To address this, some other activation functions are used in foundation models:- GELU (Gaussian error linear units) provides smoother activation and better empirical performance by approximating the input with a Gaussian distribution. It has been used in models like BERT and GPT.
- Swish, proposed by Google researchers, is a self-gated activation function that performs better than ReLU in very deep neural networks. It is designed to smoothly interpolate between a linear function and the ReLU function.
- LeakyReLU is an extension of ReLU that addresses the “dying neuron” issue by allowing a small, non-zero gradient for negative values, preventing neurons from becoming inactive.
- Learning rate schedules: During the early stages of training, the model weights are randomly initialized, and optimization is sensitive to the choice of learning rate. A warmup phase is commonly used to avoid unstable loss spikes caused by large gradient updates. In this phase, the learning rate is very small and gradually increases over a few initial steps.
Wrapping up
Training instabilities in large-scale models can prevent them from learning. Monitoring gradient norms across layers helps identify root causes and evaluate the effectiveness of mitigation measures.

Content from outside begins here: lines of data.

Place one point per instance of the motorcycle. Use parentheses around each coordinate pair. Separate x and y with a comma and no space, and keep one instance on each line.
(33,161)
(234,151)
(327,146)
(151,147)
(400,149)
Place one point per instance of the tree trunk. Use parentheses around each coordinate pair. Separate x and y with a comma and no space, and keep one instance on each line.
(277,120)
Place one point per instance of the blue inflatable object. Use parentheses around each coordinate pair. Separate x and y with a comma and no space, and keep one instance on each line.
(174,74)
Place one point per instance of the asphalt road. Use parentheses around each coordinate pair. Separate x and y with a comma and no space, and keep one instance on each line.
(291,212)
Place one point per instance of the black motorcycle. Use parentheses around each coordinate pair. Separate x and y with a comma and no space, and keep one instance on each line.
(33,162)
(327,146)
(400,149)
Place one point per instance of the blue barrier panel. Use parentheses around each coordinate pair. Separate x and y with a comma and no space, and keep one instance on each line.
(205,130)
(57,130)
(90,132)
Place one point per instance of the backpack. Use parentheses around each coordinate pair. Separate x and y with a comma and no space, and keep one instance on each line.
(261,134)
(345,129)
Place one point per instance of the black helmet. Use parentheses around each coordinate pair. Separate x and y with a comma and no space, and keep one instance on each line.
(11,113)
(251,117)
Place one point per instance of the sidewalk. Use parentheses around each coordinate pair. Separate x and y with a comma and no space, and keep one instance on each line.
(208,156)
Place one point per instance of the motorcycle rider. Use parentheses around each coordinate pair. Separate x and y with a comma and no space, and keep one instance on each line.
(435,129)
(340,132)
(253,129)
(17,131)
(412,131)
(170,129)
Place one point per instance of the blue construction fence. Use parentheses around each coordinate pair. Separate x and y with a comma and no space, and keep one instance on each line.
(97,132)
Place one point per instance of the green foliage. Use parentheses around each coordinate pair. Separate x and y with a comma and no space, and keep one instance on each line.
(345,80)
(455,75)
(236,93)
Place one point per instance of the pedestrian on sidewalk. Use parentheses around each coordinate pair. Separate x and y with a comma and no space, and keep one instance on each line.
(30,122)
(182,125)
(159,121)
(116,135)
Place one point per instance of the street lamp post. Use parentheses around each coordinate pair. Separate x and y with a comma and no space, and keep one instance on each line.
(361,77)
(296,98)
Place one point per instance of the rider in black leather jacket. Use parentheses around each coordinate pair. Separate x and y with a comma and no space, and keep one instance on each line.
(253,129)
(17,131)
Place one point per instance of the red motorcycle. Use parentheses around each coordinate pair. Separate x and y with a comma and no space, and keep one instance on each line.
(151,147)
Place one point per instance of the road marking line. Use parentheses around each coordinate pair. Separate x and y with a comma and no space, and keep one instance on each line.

Efficiently analyzing gradients in foundation models requires an experiment tracker that can handle a high throughput of metrics data. Neptune cannot only handle millions of requests per second but also comes with efficient visualization utilities.
Gradient clipping, layer normalization, and optimizing the learning rate and weight initialization are key methods for addressing vanishing and exploding gradients. In very deep models, where vanishing gradients are the prime concern, specialized activation functions prevent neurons from becoming inactive.